The University City Science Center’s newest commercialization program will now be able to support the development of even more technologies coming out of local colleges, universities, and startups. The program, Phase 1 Ventures (P1V), announced on Tuesday that it was awarded a competitive $50,000 grant by the U.S. Small Business Administration.
P1V soft-launched in 2014 with $1 million from the U.S. Economic Development Administration to help academics and entrepreneurs in the region move their products to the market. Since then, the accelerator startup has worked with 10 companies specializing in “long horizon” technologies — those that take longer to develop and are subject to extensive regulations.

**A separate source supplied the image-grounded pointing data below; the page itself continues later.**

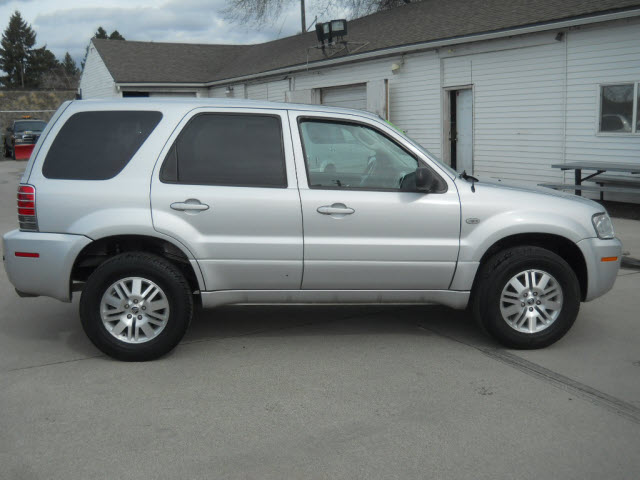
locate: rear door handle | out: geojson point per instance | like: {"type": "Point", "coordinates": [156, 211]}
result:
{"type": "Point", "coordinates": [335, 209]}
{"type": "Point", "coordinates": [191, 204]}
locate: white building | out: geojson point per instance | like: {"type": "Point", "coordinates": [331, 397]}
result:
{"type": "Point", "coordinates": [502, 88]}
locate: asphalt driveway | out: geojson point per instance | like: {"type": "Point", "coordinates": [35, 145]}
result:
{"type": "Point", "coordinates": [320, 392]}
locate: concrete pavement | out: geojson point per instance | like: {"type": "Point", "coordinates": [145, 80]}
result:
{"type": "Point", "coordinates": [320, 392]}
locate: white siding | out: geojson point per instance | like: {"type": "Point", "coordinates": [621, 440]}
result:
{"type": "Point", "coordinates": [96, 81]}
{"type": "Point", "coordinates": [594, 57]}
{"type": "Point", "coordinates": [257, 91]}
{"type": "Point", "coordinates": [414, 91]}
{"type": "Point", "coordinates": [351, 96]}
{"type": "Point", "coordinates": [457, 71]}
{"type": "Point", "coordinates": [518, 112]}
{"type": "Point", "coordinates": [535, 98]}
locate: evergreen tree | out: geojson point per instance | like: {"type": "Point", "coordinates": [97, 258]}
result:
{"type": "Point", "coordinates": [17, 42]}
{"type": "Point", "coordinates": [41, 61]}
{"type": "Point", "coordinates": [69, 65]}
{"type": "Point", "coordinates": [101, 33]}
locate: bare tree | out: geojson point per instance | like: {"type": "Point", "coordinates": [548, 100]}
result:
{"type": "Point", "coordinates": [266, 12]}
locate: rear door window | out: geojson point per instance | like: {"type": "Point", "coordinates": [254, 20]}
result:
{"type": "Point", "coordinates": [98, 145]}
{"type": "Point", "coordinates": [243, 150]}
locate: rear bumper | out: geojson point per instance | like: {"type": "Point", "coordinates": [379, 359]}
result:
{"type": "Point", "coordinates": [49, 274]}
{"type": "Point", "coordinates": [601, 275]}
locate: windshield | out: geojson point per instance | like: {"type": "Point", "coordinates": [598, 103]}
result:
{"type": "Point", "coordinates": [33, 126]}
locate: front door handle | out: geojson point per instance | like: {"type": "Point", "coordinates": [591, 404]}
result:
{"type": "Point", "coordinates": [191, 204]}
{"type": "Point", "coordinates": [335, 209]}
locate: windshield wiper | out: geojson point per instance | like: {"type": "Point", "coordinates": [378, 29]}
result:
{"type": "Point", "coordinates": [470, 178]}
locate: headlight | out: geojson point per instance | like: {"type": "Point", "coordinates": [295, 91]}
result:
{"type": "Point", "coordinates": [602, 224]}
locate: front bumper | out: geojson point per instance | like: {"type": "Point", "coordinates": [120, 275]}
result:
{"type": "Point", "coordinates": [50, 273]}
{"type": "Point", "coordinates": [601, 274]}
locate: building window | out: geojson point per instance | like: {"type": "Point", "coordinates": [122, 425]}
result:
{"type": "Point", "coordinates": [619, 108]}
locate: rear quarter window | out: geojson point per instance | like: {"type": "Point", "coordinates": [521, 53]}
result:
{"type": "Point", "coordinates": [98, 145]}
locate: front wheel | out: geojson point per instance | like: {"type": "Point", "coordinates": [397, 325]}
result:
{"type": "Point", "coordinates": [526, 297]}
{"type": "Point", "coordinates": [136, 306]}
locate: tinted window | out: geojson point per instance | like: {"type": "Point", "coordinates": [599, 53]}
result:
{"type": "Point", "coordinates": [228, 149]}
{"type": "Point", "coordinates": [98, 145]}
{"type": "Point", "coordinates": [348, 155]}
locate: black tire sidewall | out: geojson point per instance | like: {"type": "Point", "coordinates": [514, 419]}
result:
{"type": "Point", "coordinates": [512, 263]}
{"type": "Point", "coordinates": [155, 269]}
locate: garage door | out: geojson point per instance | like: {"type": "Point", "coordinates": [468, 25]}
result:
{"type": "Point", "coordinates": [351, 96]}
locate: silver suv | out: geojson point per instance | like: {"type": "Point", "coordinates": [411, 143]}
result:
{"type": "Point", "coordinates": [148, 207]}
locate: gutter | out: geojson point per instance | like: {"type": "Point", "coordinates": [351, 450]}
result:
{"type": "Point", "coordinates": [415, 47]}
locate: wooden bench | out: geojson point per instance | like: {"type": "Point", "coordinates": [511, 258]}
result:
{"type": "Point", "coordinates": [591, 188]}
{"type": "Point", "coordinates": [617, 179]}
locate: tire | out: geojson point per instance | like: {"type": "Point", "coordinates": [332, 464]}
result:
{"type": "Point", "coordinates": [541, 318]}
{"type": "Point", "coordinates": [147, 304]}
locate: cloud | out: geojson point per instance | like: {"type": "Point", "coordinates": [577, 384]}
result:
{"type": "Point", "coordinates": [190, 21]}
{"type": "Point", "coordinates": [70, 27]}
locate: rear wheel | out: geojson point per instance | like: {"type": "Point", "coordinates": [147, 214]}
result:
{"type": "Point", "coordinates": [526, 297]}
{"type": "Point", "coordinates": [136, 306]}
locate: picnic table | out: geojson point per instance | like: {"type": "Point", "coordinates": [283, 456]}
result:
{"type": "Point", "coordinates": [633, 184]}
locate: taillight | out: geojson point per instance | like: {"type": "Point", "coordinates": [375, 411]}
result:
{"type": "Point", "coordinates": [27, 208]}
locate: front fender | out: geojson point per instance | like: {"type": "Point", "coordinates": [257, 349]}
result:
{"type": "Point", "coordinates": [476, 239]}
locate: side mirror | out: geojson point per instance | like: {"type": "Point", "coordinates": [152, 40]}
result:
{"type": "Point", "coordinates": [425, 179]}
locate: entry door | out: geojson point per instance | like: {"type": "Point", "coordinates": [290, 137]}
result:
{"type": "Point", "coordinates": [362, 231]}
{"type": "Point", "coordinates": [226, 188]}
{"type": "Point", "coordinates": [464, 130]}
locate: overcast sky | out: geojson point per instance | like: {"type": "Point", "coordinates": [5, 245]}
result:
{"type": "Point", "coordinates": [67, 25]}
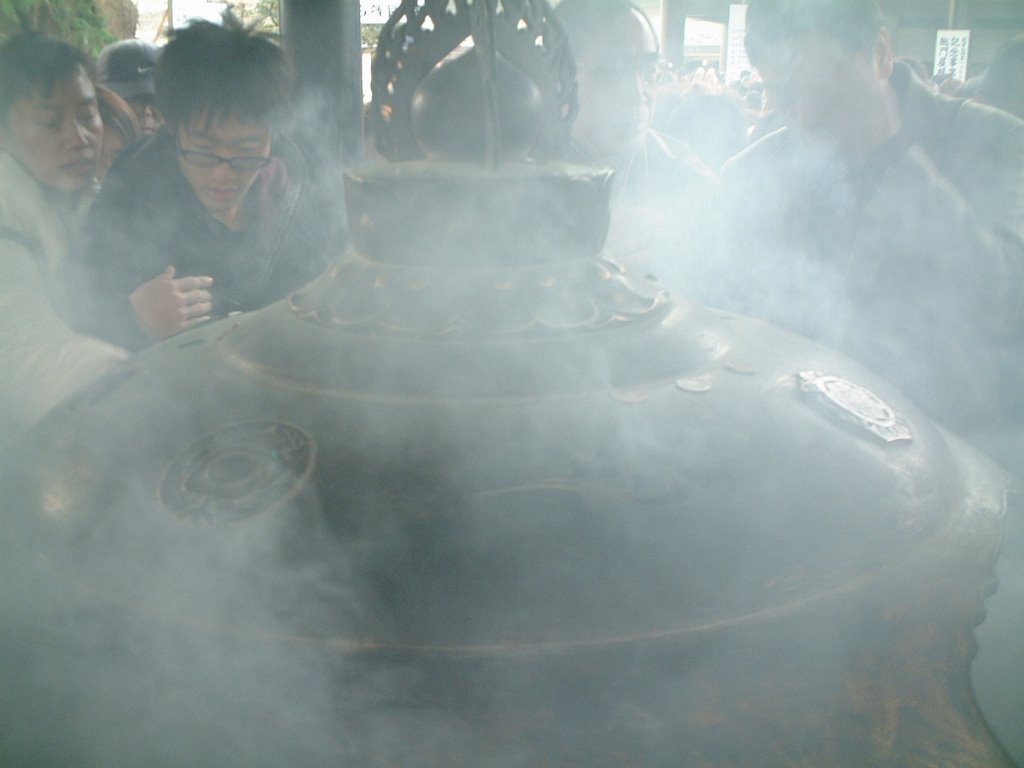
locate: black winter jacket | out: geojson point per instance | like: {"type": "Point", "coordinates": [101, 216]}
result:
{"type": "Point", "coordinates": [146, 218]}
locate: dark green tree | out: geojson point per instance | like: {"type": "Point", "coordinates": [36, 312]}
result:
{"type": "Point", "coordinates": [78, 22]}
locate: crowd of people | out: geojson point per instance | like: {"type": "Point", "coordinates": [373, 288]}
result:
{"type": "Point", "coordinates": [839, 195]}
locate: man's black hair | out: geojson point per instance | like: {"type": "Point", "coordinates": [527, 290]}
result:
{"type": "Point", "coordinates": [223, 71]}
{"type": "Point", "coordinates": [773, 23]}
{"type": "Point", "coordinates": [32, 64]}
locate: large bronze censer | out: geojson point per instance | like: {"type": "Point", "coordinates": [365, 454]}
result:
{"type": "Point", "coordinates": [477, 497]}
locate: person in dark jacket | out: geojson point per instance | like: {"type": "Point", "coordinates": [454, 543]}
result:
{"type": "Point", "coordinates": [213, 214]}
{"type": "Point", "coordinates": [885, 220]}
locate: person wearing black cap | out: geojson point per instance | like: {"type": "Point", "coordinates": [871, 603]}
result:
{"type": "Point", "coordinates": [128, 68]}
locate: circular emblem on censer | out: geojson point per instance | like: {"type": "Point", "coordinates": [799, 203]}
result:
{"type": "Point", "coordinates": [238, 472]}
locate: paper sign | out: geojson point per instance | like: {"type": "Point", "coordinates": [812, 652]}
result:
{"type": "Point", "coordinates": [950, 53]}
{"type": "Point", "coordinates": [376, 11]}
{"type": "Point", "coordinates": [184, 10]}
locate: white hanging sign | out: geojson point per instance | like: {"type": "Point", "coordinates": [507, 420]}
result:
{"type": "Point", "coordinates": [184, 10]}
{"type": "Point", "coordinates": [950, 53]}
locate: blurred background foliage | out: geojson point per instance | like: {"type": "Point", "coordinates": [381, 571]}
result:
{"type": "Point", "coordinates": [87, 24]}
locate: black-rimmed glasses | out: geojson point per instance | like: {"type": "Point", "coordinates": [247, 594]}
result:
{"type": "Point", "coordinates": [245, 164]}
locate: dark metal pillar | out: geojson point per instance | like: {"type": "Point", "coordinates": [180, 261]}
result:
{"type": "Point", "coordinates": [323, 38]}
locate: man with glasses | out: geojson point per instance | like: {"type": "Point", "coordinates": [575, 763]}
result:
{"type": "Point", "coordinates": [215, 213]}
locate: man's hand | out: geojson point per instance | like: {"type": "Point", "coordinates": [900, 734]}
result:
{"type": "Point", "coordinates": [166, 305]}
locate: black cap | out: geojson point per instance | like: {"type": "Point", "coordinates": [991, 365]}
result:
{"type": "Point", "coordinates": [127, 68]}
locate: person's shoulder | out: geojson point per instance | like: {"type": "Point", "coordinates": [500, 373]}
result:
{"type": "Point", "coordinates": [141, 176]}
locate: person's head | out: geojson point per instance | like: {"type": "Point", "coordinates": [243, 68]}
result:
{"type": "Point", "coordinates": [120, 127]}
{"type": "Point", "coordinates": [825, 66]}
{"type": "Point", "coordinates": [616, 53]}
{"type": "Point", "coordinates": [49, 120]}
{"type": "Point", "coordinates": [128, 69]}
{"type": "Point", "coordinates": [223, 91]}
{"type": "Point", "coordinates": [1003, 83]}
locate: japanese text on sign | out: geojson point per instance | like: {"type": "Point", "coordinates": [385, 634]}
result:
{"type": "Point", "coordinates": [950, 53]}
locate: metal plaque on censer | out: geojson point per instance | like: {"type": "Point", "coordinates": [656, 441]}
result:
{"type": "Point", "coordinates": [478, 497]}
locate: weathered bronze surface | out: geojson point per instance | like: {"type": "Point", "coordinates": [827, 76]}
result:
{"type": "Point", "coordinates": [524, 512]}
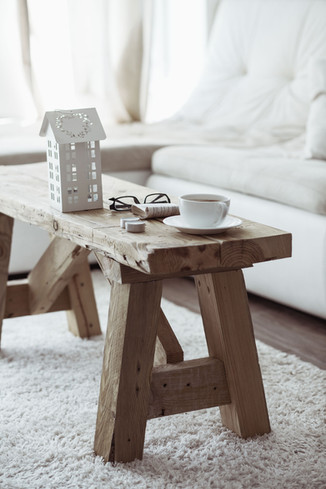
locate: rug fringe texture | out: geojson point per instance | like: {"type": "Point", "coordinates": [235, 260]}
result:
{"type": "Point", "coordinates": [49, 388]}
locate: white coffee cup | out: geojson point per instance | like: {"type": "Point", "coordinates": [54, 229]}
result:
{"type": "Point", "coordinates": [203, 210]}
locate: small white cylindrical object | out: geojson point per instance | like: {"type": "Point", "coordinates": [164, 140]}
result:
{"type": "Point", "coordinates": [135, 227]}
{"type": "Point", "coordinates": [124, 220]}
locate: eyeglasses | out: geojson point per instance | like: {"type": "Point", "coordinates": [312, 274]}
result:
{"type": "Point", "coordinates": [125, 202]}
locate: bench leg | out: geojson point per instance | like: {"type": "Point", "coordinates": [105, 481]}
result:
{"type": "Point", "coordinates": [6, 226]}
{"type": "Point", "coordinates": [83, 318]}
{"type": "Point", "coordinates": [126, 375]}
{"type": "Point", "coordinates": [230, 338]}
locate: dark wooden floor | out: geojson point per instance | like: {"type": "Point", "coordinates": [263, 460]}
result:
{"type": "Point", "coordinates": [281, 327]}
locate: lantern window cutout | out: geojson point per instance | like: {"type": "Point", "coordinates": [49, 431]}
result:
{"type": "Point", "coordinates": [74, 158]}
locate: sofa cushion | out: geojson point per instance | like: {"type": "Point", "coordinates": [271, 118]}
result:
{"type": "Point", "coordinates": [315, 146]}
{"type": "Point", "coordinates": [261, 172]}
{"type": "Point", "coordinates": [256, 77]}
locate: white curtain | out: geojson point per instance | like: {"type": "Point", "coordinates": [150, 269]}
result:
{"type": "Point", "coordinates": [132, 59]}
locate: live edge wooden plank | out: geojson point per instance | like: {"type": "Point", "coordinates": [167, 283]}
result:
{"type": "Point", "coordinates": [160, 250]}
{"type": "Point", "coordinates": [188, 386]}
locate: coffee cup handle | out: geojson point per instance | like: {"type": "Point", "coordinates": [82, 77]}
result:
{"type": "Point", "coordinates": [225, 209]}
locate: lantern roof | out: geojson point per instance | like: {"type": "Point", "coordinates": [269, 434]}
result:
{"type": "Point", "coordinates": [73, 126]}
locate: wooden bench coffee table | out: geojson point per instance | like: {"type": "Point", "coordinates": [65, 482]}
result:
{"type": "Point", "coordinates": [132, 389]}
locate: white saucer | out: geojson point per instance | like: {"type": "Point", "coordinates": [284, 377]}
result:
{"type": "Point", "coordinates": [177, 222]}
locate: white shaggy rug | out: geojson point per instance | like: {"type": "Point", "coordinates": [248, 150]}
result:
{"type": "Point", "coordinates": [48, 400]}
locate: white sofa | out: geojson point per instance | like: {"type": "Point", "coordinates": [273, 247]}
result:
{"type": "Point", "coordinates": [253, 129]}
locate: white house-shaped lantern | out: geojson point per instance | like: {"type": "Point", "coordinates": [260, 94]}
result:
{"type": "Point", "coordinates": [74, 158]}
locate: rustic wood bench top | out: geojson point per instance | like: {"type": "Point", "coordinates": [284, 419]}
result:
{"type": "Point", "coordinates": [160, 250]}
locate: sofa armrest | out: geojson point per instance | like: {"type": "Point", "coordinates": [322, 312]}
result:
{"type": "Point", "coordinates": [127, 157]}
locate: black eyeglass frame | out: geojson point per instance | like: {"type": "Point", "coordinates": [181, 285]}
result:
{"type": "Point", "coordinates": [119, 205]}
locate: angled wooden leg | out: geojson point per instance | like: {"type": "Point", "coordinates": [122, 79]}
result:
{"type": "Point", "coordinates": [126, 375]}
{"type": "Point", "coordinates": [230, 338]}
{"type": "Point", "coordinates": [83, 318]}
{"type": "Point", "coordinates": [6, 225]}
{"type": "Point", "coordinates": [168, 349]}
{"type": "Point", "coordinates": [58, 264]}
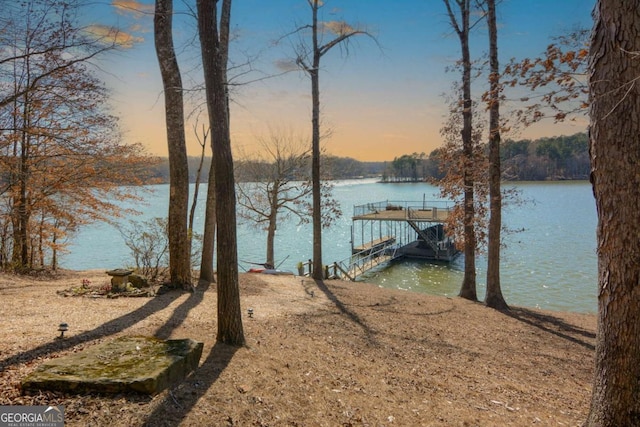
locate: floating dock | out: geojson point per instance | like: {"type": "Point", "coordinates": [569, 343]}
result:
{"type": "Point", "coordinates": [389, 230]}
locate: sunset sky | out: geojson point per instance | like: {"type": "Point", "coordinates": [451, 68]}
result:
{"type": "Point", "coordinates": [380, 99]}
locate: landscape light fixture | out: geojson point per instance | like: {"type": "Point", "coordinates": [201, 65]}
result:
{"type": "Point", "coordinates": [63, 327]}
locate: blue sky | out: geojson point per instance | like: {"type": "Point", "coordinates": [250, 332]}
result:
{"type": "Point", "coordinates": [380, 100]}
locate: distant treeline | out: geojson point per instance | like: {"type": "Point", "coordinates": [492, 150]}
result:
{"type": "Point", "coordinates": [549, 158]}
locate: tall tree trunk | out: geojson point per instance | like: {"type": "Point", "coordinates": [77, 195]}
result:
{"type": "Point", "coordinates": [214, 60]}
{"type": "Point", "coordinates": [615, 157]}
{"type": "Point", "coordinates": [318, 268]}
{"type": "Point", "coordinates": [271, 233]}
{"type": "Point", "coordinates": [468, 289]}
{"type": "Point", "coordinates": [179, 249]}
{"type": "Point", "coordinates": [209, 234]}
{"type": "Point", "coordinates": [494, 296]}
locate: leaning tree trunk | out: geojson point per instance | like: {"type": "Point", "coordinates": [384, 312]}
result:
{"type": "Point", "coordinates": [494, 296]}
{"type": "Point", "coordinates": [318, 268]}
{"type": "Point", "coordinates": [468, 289]}
{"type": "Point", "coordinates": [615, 157]}
{"type": "Point", "coordinates": [214, 62]}
{"type": "Point", "coordinates": [209, 233]}
{"type": "Point", "coordinates": [179, 248]}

“With long-horizon technologies, we’re distinguishing technologies like therapeutics and medical devices from digital technologies that market [in] 12 to 18 months,” said Peter Melley, the director of the Science Center’s New Ventures program. “It takes a few years at the soonest for some of our technologies to get to the market.”
To develop their technology, the program’s ventures receive research collaboration opportunities as needed, direct funding from P1V, and assistance in raising non-dilutive funding. And P1V’s dual-track program ensures that technologies originating from both local startups and university partners like Lehigh University and Thomas Jefferson University can receive support. Some of the accelerator’s ventures include PolyCore Therapeutics, a company out of Rutgers and Drexel University working on a treatment for Parkinson’s disease, and Quantitative Radiological Solutions, launched by the University of Pennsylvania, which is developing medical-imaging technology to help doctors make better treatment decisions.
With the new funding from the Small Business Administration, Melley says P1V is on track to meet its five-year goal, put into place last year. “We have about $5 million that we’re looking to deploy,” said Melley. “Our goal is to support approximately 30 to 40 companies at different stages over the five years.”